When This Medicine Should Not Be Used
This medicine is not right for everyone. Do not use it if you had an allergic reaction to oxycodone or other narcotic medicine, or if you have a stomach or bowel blockage.
Warnings While Using This Medicine
- Tell your doctor if you are pregnant or breastfeeding, or if you have kidney disease, liver disease, breathing problems or lung disease (such as asthma or COPD), low blood pressure, digestion problems, an enlarged prostate, gallbladder disease, pancreas disease, or trouble swallowing or urinating. Tell your doctor if you have a history of head injury, brain tumor, depression, seizures, or alcohol or drug addiction.
- This medicine may cause the following problems:
- High risk of overdose, which can lead to death
- Respiratory depression (serious breathing problem that can be life-threatening)
- Serotonin syndrome, when used with certain medicines
- This medicine can be habit-forming. Do not use more than your prescribed dose. Call your doctor if you think your medicine is not working.
- Do not stop using this medicine suddenly. Your doctor will need to slowly decrease your dose before you stop it completely.
- This medicine may make you dizzy, drowsy, or faint. Do not drive or do anything else that could be dangerous until you know how this medicine affects you. Sit or lie down if you feel dizzy. Stand up carefully.
- This medicine may cause constipation, especially with long-term use. Ask your doctor if you should use a laxative to prevent and treat constipation.
- Keep all medicine out of the reach of children. Never share your medicine with anyone.
Possible Side Effects While Using This Medicine
Call your doctor right away if you notice any of these side effects:
- Allergic reaction: Itching or hives, swelling in your face or hands, swelling or tingling in your mouth or throat, chest tightness, trouble breathing
- Anxiety, restlessness, fast heartbeat, fever, sweating, muscle spasms, twitching, nausea, vomiting, diarrhea, seeing or hearing things that are not there
- Blue lips, fingernails, or skin
- Extreme dizziness or weakness, shallow breathing, slow or uneven heartbeat, sweating, cold or clammy skin, seizures
- Lightheadedness, dizziness, fainting
- Severe constipation, stomach pain
- Trouble breathing or slow breathing
If you notice these less serious side effects, talk with your doctor:
- Mild constipation
- Mild sleepiness or tiredness
Treats moderate to severe pain. This medicine is a narcotic pain reliever.
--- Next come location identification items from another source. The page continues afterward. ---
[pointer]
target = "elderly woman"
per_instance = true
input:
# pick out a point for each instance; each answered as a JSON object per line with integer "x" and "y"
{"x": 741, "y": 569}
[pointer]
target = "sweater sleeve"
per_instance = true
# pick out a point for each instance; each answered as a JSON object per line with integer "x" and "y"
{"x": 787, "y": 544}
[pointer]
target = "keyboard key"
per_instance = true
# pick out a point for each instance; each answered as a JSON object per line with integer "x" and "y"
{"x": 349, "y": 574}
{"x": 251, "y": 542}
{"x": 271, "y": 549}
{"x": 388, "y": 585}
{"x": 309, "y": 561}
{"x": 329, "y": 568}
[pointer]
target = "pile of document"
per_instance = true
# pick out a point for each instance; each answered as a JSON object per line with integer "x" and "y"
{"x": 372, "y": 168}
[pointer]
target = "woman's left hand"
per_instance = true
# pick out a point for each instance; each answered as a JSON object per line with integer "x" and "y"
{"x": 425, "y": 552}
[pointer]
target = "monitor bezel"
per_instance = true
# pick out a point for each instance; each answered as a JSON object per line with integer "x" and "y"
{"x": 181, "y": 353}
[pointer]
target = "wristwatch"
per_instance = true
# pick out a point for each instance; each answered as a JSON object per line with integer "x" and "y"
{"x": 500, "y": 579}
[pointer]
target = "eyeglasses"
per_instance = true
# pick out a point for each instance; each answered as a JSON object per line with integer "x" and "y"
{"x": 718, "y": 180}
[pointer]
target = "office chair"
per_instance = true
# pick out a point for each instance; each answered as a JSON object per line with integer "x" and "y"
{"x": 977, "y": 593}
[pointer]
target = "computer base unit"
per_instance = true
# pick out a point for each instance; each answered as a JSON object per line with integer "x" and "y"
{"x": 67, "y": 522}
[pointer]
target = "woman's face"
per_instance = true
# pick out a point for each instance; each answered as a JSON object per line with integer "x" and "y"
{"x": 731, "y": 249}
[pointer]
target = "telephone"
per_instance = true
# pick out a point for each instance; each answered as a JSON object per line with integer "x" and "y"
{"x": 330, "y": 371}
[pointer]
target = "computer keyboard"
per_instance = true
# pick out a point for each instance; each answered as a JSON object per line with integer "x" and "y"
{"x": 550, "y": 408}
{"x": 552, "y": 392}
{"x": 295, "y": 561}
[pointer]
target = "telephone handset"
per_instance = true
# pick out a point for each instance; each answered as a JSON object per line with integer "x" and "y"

If you notice other side effects that you think are caused by this medicine, tell your doctor
Call your doctor for medical advice about side effects. You may report side effects to FDA at 1-800-FDA-1088
How to Use This Medicine
Long Acting Capsule, Long Acting Tablet
- Take your medicine as directed. Your dose may need to be changed several times to find what works best for you. An overdose can be dangerous. Follow directions carefully so you do not get too much medicine at one time.
- Extended-release capsule:
- It is best to take this medicine with food or milk.
- Swallow the extended-release capsule whole. Do not crush, break, or chew it.
- If you have trouble swallowing the capsule, you may open it and sprinkle the contents on soft foods (such as applesauce, pudding, ice cream, or jam) or into a cup. Eat the mixture or swallow the contents immediately. Drink a glass of water after you take the medicine to make sure you get a full dose.
- Extended-release tablet:
- Swallow the extended-release tablet whole. Do not crush, break, or chew it. Do not take a tablet that is chipped or broken.
- Do not soak, lick, or wet the tablet before you place it in your mouth. Take 1 tablet at a time with enough water to swallow it completely.
- This medicine should come with a Medication Guide. Ask your pharmacist for a copy if you do not have one.
- Missed dose: Take a dose as soon as you remember. If it is almost time for your next dose, wait until then and take a regular dose. Do not take extra medicine to make up for a missed dose.
- Store the medicine in a closed container at room temperature, away from heat, moisture, and direct light. Store the medicine in a safe and secure place. Ask your pharmacist about the best way to dispose of medicine you do not use.
Drugs and Foods to Avoid
Ask your doctor or pharmacist before using any other medicine, including over-the-counter medicines, vitamins, and herbal products.
- Do not use this medicine if you are using or have used an MAO inhibitor within the past 14 days.
- Some medicines can affect how oxycodone works. Tell your doctor if you are using any of the following:
- Carbamazepine, erythromycin, ketoconazole, mirtazapine, phenytoin, rifampin, ritonavir, tramadol, or trazodone
- Diuretic (water pill)
- Medicine to treat depression
- Medicine to treat migraine headaches
- Phenothiazine medicine
- Tell your doctor if you use anything else that makes you sleepy. Some examples are allergy medicine, narcotic pain medicine, and alcohol. Tell your doctor if you are also using buprenorphine, butorphanol, nalbuphine, pentazocine, or a muscle relaxer.
- Do not drink alcohol while you are using this medicine.